「初代を意識した不気味な「怪獣」に立ち向かう人間劇」シン・ゴジラ 涸井戸さんの映画レビュー(感想・評価)
初代を意識した不気味な「怪獣」に立ち向かう人間劇
この映画は往年の「怪獣プロレス」ではなく、初代の「得体の知れないバケモノ」としてのゴジラとそれを取り巻く人間劇です。
ゆえに、ゴジラは終始不気味で得体の知れない脅威であり、絶望的な存在となって人間達を打ちのめします。
そして、それに相対するのは極普通の政治家達であり、専門家達です。
何度も何度も繰り返される会議、総理大臣に決断を迫る場面、疲労困憊の中会議室に詰めて対策を練る専門家たち。
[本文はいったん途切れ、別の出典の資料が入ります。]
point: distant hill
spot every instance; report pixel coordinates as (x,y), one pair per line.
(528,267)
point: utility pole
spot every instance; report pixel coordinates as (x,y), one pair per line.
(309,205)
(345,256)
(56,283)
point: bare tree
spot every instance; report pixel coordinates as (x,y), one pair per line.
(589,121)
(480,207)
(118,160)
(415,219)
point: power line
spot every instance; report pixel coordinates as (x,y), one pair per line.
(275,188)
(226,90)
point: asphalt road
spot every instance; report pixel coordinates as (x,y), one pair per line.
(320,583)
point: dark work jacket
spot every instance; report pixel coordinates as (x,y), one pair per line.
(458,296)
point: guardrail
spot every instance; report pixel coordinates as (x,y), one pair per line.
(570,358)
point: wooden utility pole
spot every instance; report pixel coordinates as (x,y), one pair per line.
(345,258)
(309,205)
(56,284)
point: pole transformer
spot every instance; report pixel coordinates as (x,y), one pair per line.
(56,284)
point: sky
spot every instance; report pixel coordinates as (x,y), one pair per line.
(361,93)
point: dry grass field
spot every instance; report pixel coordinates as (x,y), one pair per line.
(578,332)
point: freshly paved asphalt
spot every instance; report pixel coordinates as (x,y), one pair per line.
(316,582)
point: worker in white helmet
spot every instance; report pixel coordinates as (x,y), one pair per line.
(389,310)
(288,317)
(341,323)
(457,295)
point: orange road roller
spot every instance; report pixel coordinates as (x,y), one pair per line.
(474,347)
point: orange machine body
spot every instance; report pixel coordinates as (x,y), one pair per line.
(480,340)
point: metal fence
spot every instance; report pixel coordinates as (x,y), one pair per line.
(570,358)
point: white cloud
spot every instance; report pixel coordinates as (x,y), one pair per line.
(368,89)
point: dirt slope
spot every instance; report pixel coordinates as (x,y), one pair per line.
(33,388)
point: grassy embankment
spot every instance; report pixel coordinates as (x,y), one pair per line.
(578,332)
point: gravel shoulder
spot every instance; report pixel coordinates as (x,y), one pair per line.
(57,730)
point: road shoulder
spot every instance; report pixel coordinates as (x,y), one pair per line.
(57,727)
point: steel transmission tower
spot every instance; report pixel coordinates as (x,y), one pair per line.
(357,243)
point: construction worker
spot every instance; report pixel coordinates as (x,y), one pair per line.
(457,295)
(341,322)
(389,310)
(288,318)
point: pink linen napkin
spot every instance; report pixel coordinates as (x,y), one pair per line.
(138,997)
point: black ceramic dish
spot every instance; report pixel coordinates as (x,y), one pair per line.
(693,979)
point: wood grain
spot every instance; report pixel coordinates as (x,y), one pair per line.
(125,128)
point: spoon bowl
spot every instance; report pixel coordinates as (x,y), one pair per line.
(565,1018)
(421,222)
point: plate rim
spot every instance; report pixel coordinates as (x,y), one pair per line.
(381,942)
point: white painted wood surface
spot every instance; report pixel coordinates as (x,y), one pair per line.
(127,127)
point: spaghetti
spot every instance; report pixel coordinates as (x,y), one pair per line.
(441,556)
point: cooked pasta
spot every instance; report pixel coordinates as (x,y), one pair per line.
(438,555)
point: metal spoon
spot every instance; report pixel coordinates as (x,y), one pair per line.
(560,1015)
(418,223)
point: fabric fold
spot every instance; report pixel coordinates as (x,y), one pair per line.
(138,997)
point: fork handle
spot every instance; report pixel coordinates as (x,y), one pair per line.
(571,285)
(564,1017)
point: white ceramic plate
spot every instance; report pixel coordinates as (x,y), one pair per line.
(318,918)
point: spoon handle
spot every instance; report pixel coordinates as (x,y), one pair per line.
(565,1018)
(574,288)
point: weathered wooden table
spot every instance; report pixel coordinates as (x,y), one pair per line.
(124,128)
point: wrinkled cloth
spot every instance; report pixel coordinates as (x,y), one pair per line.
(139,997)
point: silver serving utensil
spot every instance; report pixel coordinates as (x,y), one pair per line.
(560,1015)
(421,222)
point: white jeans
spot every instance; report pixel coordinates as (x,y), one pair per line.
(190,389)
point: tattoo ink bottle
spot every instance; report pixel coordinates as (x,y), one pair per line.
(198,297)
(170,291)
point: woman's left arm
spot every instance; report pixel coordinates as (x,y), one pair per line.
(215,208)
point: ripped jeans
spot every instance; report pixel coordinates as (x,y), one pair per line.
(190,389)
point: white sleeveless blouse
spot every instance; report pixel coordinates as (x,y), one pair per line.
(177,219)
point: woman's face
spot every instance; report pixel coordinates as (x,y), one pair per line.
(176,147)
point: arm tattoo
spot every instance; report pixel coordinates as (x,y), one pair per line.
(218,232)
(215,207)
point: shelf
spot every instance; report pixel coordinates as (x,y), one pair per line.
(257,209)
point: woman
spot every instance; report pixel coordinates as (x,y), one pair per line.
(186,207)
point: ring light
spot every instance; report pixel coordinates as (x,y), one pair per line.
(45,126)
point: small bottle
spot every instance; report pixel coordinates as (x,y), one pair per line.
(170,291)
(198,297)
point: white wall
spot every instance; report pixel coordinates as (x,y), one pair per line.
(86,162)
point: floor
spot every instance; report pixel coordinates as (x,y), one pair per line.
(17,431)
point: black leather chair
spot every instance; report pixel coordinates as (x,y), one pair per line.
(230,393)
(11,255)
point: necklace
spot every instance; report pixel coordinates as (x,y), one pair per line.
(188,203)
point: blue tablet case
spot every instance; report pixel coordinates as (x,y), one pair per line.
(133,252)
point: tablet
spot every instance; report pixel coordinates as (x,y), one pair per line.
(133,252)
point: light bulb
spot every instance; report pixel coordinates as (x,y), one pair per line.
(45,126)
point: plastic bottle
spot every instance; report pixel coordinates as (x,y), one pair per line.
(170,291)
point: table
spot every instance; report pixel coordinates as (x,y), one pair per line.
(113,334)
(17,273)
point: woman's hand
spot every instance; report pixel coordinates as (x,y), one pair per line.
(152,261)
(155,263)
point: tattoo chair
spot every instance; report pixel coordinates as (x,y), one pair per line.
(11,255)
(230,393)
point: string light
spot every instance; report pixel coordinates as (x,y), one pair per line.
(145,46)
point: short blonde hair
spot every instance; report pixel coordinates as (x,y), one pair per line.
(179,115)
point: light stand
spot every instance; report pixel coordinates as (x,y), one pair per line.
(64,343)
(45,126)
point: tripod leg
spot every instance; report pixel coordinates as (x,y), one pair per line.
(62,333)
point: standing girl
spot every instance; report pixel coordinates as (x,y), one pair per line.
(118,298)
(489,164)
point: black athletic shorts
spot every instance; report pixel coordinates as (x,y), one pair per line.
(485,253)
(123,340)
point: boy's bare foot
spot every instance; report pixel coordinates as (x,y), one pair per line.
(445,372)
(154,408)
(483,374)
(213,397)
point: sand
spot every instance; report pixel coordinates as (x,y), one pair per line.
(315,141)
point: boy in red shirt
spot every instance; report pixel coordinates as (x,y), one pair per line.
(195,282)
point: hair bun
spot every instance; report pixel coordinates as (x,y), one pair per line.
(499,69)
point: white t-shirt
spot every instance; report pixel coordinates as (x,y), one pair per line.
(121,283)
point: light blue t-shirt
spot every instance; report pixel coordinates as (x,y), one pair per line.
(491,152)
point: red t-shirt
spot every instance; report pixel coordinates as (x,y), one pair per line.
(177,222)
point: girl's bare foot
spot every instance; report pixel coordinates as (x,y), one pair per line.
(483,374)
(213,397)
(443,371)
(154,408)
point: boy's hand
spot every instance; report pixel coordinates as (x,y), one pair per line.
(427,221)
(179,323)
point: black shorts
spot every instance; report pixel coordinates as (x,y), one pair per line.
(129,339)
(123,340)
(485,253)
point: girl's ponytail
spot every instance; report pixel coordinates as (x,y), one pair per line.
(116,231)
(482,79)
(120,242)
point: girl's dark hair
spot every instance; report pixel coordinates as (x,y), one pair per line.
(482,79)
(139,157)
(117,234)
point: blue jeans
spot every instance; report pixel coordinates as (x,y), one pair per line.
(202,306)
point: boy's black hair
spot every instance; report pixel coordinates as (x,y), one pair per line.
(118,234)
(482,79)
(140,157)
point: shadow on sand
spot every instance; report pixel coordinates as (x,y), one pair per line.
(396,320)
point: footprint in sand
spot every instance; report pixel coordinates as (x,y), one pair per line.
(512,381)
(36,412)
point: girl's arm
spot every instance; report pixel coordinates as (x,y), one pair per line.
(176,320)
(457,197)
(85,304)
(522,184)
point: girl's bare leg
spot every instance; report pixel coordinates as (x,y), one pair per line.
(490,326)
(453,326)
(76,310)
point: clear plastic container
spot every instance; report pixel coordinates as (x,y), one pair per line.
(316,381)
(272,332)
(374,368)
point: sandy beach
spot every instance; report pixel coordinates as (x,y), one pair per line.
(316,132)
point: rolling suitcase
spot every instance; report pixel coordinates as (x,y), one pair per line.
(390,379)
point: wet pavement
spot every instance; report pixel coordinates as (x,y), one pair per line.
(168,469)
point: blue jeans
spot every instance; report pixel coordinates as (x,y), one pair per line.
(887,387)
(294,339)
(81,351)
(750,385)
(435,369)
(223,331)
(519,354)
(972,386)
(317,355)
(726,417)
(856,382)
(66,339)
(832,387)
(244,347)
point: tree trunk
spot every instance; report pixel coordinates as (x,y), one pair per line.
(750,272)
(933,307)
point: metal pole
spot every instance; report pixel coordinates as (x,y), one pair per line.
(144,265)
それはとても日本的で、同時に庵野監督的な描写があちこちに見られます。
私は邦画のわざとらしさやお芝居臭さが苦手なんですが、この臭い消しが上手いですね。
また兵器に詳しくない私ですが、自衛隊の装備も兵器もキッチリ描く事で、ゴジラという脅威を際立たせてくれます。
戦車の射程もまた長い!
あの長い射程距離こそが、本来の戦車砲の交戦位置なんでしょうね。
脅威としてのゴジラは、まさに不気味で異様です。
平成シリーズの垢抜けた怪獣王をイメージされる方にとっては、コレジャナイと思われるのも仕方ないかもしれません。
あの不気味さの演出は、受ける人と受け付けない人がいるでしょう。
とはいえ、ゴジラのトレードマークは健在です。
庵野監督はああいう描写上手いですよね。
口、開きっぱなしになりました。
長々と書いてしまいましたが、総括すると。
邦画として観た場合、間違いなく良作です。
怪獣映画として観た場合、不気味さが受け入れられれば面白いでしょう。
ゴジラ映画として観た場合は、期待値と求めるものの違いで評価は分かれるでしょう。
私は最初は少し戸惑いましたが、「理不尽で恐ろしき怪獣ゴジラ」が好きなのでひとまず満足です。
欲を言えば、もっとゴジラが暴れるシーンが見たかったですが。
よって「昨今珍しい、観て損は無い邦画」だと思います。
先入観がない人の方が楽しめるかもしれません。